On the first pass, I began to define use cases but then realized my thinking was steered toward use case models that “looked” like classes. I scrapped that idea. On the second pass, I documented a requirements model first. This was helpful, since I was able to describe the system without thinking about implementation.
Now, I realize a full requirements model includes both functional and non-functional requirements. However, I have thus far focused only on functional requirements, and here is why. In the spirit of the Unified Process, I don’t want to bite off more than I can chew. I’m thinking that I should being with an iterative approach to an architectural solution in small steps. Therefore, after I defined most of the functional requirements (at least the important core requirements), I began building a use case model that traced to these requirements. For each use case, I provided a short description, external requirements (traced back to the functional requirements), constraints with pre-, post- and invariant conditions, and scenarios.
So far, so good. Next I started on creating sequence diagrams for each scenario of each use case. For the diagrams I created so far, I used elements stereotyped as “boundary”, “control” and “entity”, and I did this for two reasons. First, they seem effective in abstractly representing a class, and this was necessary for me since I have not yet designed any classes. However, with the aforementioned elements and the messages passed between them, one begins to draw a mental picture of the classes required by the system. My second reason for using these stereotyped elements, is that they correlate to the MVC design pattern, where a “boundary” element maps to a “view”, a “control” element maps to a “controller”, and an “entity” element maps to a “model”. In my application, I will make extensive use of the MVC design pattern.

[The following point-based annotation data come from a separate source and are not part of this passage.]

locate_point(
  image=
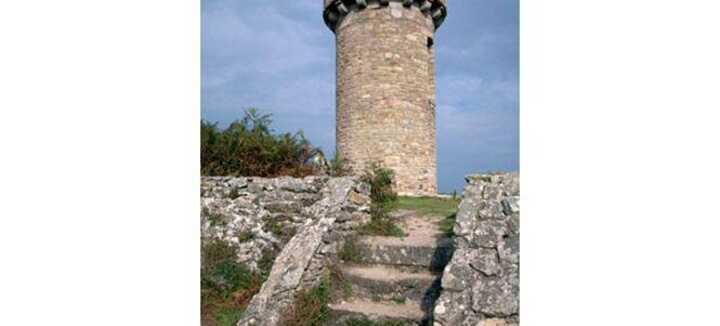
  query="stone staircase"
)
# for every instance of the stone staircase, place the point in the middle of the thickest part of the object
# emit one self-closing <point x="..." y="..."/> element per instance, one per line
<point x="397" y="279"/>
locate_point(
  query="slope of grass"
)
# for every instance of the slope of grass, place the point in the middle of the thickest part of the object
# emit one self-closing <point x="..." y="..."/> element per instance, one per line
<point x="432" y="206"/>
<point x="429" y="206"/>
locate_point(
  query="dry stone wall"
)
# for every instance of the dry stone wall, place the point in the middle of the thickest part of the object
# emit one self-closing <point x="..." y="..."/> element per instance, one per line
<point x="386" y="88"/>
<point x="480" y="285"/>
<point x="261" y="215"/>
<point x="303" y="220"/>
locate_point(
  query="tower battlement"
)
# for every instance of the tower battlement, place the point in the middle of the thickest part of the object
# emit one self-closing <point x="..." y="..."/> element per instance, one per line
<point x="336" y="10"/>
<point x="386" y="87"/>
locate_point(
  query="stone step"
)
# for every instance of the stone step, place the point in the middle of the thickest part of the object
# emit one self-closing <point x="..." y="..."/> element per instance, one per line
<point x="355" y="308"/>
<point x="430" y="252"/>
<point x="390" y="282"/>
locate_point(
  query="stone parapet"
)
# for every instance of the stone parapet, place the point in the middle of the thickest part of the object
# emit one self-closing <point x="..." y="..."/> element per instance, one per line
<point x="336" y="10"/>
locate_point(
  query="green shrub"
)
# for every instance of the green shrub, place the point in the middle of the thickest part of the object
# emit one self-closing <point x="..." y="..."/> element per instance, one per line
<point x="310" y="307"/>
<point x="248" y="147"/>
<point x="226" y="286"/>
<point x="337" y="167"/>
<point x="383" y="198"/>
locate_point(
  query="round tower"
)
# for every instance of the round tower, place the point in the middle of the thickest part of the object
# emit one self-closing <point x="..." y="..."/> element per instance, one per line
<point x="386" y="87"/>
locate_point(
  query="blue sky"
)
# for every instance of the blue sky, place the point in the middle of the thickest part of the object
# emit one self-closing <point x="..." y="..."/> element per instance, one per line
<point x="279" y="56"/>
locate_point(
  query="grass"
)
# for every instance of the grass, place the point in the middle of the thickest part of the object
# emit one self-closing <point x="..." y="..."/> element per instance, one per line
<point x="350" y="251"/>
<point x="234" y="193"/>
<point x="310" y="307"/>
<point x="366" y="322"/>
<point x="428" y="206"/>
<point x="383" y="226"/>
<point x="432" y="206"/>
<point x="226" y="285"/>
<point x="399" y="300"/>
<point x="283" y="232"/>
<point x="215" y="219"/>
<point x="340" y="285"/>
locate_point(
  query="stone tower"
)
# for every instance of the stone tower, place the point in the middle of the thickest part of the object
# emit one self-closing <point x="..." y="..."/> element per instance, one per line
<point x="386" y="87"/>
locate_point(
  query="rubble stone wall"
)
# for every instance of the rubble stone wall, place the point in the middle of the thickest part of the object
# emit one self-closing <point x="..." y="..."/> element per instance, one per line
<point x="480" y="285"/>
<point x="262" y="214"/>
<point x="303" y="220"/>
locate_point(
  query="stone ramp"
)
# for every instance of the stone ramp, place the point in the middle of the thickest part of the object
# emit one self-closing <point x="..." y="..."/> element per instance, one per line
<point x="388" y="283"/>
<point x="409" y="312"/>
<point x="398" y="278"/>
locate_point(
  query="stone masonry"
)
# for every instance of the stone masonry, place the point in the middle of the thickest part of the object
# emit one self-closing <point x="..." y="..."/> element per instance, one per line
<point x="386" y="87"/>
<point x="481" y="284"/>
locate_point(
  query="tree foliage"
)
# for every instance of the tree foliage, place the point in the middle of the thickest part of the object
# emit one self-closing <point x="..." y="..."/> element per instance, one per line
<point x="248" y="147"/>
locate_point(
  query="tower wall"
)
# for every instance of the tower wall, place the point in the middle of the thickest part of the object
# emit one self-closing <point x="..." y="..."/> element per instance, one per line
<point x="386" y="89"/>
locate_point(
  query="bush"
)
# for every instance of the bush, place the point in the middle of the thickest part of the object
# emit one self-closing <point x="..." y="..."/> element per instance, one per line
<point x="226" y="285"/>
<point x="248" y="147"/>
<point x="383" y="197"/>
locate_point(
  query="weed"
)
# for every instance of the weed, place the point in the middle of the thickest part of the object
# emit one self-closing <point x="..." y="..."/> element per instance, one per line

Now, I have nearly reached a point of uncertainty in what to do next. My goal is to design the system as abstractly as possible, so I don’t enter into “programmer” mode to early and miss good design opportunities.
I’d appreciate some feedback that speaks to this issue. First, is my approach thus far practical? I know implementing UML is still very open-ended, but I would imagine some practical guidelines have surfaced, at least in the area of object-oriented software development using UML. Second, if my approach is practical what would be the best place to continue designing my application solution? For example, I suspect state machine diagrams will come in very handy, except I wonder if sequence diagrams alone are sufficient to begin class modeling.
Finally, although my target language is C++, I’d still like to design a Platform Independent Model first. This will provide me the flexibility of porting the classes to different languages in the form of Platform Specific Models, using a model-driven architecture.
Thanks for reading my post. I look forward to learning from your considered responses.